One would think that the ATF, the federal agency charged with keeping track of firearms in the United States would be able to quickly pull up a list of people who legally own firearms in this country.
Just press a few buttons on the computer, and — presto! — ATF agents should be able to efficiently track all guns and their owners’ purchase histories, right?
For more than 22 years, the National Rife Association (NRA), the country’s most powerful gun lobby, has successfully lobbied Congress for “a prohibition, beginning in 1978, and in every appropriations bill since then, that restricts the ATF from creating a computerized registry of any sort or shape of gun ownership.”
Since 1989, only two groups have spent more to help fund political campaigns than the NRA, according to the Washington Post. Over the last two decades, the group spent $22 million on lobbying and $75 million to help fund political campaigns.
Lougher’s shooting of a sitting U.S. Representative, his slaying of six victims, and injury of 14 should make people of every political persuasion think whether the ATF and other law enforcement officials can easily track a gun’s history of ownership, the number and type of weapons that a person legally owns, and an owner’s frequency and type of purchases.
Apparently, that’s not the case. “Essentially,” according to Washington Post investigative reporter James Grimaldi, “the ATF cannot have a computerized database of people who own guns in the United States.”

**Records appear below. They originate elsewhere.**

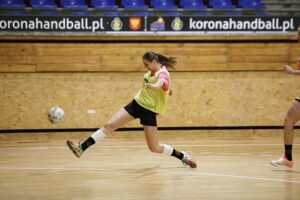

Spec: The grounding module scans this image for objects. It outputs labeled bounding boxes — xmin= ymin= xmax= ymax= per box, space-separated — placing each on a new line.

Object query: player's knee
xmin=284 ymin=117 xmax=295 ymax=127
xmin=103 ymin=122 xmax=117 ymax=132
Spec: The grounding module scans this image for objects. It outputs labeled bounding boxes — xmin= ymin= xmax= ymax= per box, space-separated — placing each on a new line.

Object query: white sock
xmin=91 ymin=129 xmax=106 ymax=142
xmin=163 ymin=144 xmax=174 ymax=156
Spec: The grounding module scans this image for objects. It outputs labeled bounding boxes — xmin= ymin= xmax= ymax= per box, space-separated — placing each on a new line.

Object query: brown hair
xmin=143 ymin=51 xmax=177 ymax=69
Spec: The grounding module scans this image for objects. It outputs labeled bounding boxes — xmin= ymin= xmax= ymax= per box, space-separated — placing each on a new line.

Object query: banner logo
xmin=171 ymin=17 xmax=183 ymax=31
xmin=111 ymin=17 xmax=123 ymax=31
xmin=150 ymin=17 xmax=165 ymax=31
xmin=129 ymin=17 xmax=141 ymax=31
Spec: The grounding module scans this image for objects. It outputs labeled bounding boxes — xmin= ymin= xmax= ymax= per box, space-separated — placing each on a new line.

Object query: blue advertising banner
xmin=0 ymin=16 xmax=145 ymax=32
xmin=0 ymin=16 xmax=299 ymax=33
xmin=148 ymin=16 xmax=299 ymax=32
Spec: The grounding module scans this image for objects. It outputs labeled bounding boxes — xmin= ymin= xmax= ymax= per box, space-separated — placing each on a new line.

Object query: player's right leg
xmin=67 ymin=108 xmax=135 ymax=158
xmin=143 ymin=125 xmax=197 ymax=168
xmin=271 ymin=100 xmax=300 ymax=168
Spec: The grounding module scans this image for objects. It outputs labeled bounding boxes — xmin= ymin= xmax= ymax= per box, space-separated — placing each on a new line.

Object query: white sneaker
xmin=181 ymin=151 xmax=197 ymax=168
xmin=270 ymin=156 xmax=293 ymax=168
xmin=67 ymin=140 xmax=83 ymax=158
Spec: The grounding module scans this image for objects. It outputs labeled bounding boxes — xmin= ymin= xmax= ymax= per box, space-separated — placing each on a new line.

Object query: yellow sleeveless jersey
xmin=134 ymin=68 xmax=170 ymax=115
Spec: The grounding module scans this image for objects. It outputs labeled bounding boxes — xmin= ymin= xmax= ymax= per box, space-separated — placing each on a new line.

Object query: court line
xmin=0 ymin=166 xmax=135 ymax=171
xmin=0 ymin=143 xmax=299 ymax=150
xmin=171 ymin=172 xmax=300 ymax=184
xmin=259 ymin=154 xmax=273 ymax=157
xmin=1 ymin=166 xmax=299 ymax=184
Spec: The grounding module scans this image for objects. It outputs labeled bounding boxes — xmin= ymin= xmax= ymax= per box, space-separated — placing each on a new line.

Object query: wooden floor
xmin=0 ymin=134 xmax=299 ymax=200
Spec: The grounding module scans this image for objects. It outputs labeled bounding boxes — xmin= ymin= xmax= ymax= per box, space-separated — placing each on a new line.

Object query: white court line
xmin=0 ymin=165 xmax=137 ymax=171
xmin=171 ymin=172 xmax=300 ymax=184
xmin=0 ymin=143 xmax=299 ymax=150
xmin=1 ymin=166 xmax=299 ymax=184
xmin=260 ymin=154 xmax=273 ymax=157
xmin=219 ymin=152 xmax=233 ymax=155
xmin=240 ymin=153 xmax=253 ymax=156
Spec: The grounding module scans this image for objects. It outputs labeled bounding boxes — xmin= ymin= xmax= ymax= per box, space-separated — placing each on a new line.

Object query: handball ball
xmin=48 ymin=107 xmax=64 ymax=124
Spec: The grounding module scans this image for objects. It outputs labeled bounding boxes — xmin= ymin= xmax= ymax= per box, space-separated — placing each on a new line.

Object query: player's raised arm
xmin=146 ymin=79 xmax=164 ymax=89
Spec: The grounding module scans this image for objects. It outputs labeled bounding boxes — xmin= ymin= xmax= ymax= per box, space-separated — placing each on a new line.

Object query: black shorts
xmin=124 ymin=99 xmax=157 ymax=126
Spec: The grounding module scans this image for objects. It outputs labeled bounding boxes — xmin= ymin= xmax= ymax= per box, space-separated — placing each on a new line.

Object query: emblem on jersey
xmin=111 ymin=17 xmax=123 ymax=31
xmin=129 ymin=17 xmax=141 ymax=31
xmin=171 ymin=17 xmax=183 ymax=31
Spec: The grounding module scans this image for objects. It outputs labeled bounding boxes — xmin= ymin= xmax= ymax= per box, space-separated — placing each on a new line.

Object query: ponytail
xmin=143 ymin=51 xmax=177 ymax=69
xmin=156 ymin=53 xmax=177 ymax=69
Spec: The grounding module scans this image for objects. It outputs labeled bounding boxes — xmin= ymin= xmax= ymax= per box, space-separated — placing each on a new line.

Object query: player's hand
xmin=284 ymin=65 xmax=294 ymax=74
xmin=146 ymin=83 xmax=153 ymax=89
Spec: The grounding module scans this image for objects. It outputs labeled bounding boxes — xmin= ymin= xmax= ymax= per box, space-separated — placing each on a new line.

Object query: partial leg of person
xmin=271 ymin=100 xmax=300 ymax=168
xmin=67 ymin=108 xmax=135 ymax=158
xmin=143 ymin=125 xmax=197 ymax=168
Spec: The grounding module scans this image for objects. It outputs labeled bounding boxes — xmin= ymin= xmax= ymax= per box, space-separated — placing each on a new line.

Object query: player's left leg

The ATF’s National Tracing Center (NTC) says that it “is the country’s only crime gun tracing facility.” Based in Martinsburg, W.Va., the NTC would seem to be little more than a bureaucratic, paper-pushing storage facility. Unfortunately, it appears that the NRA and its friends have successfully kept the gun tracking unit in the Dark Ages, preventing the ATF unit from keeping a comprehensive computer database of guns and their owners’ purchase histories.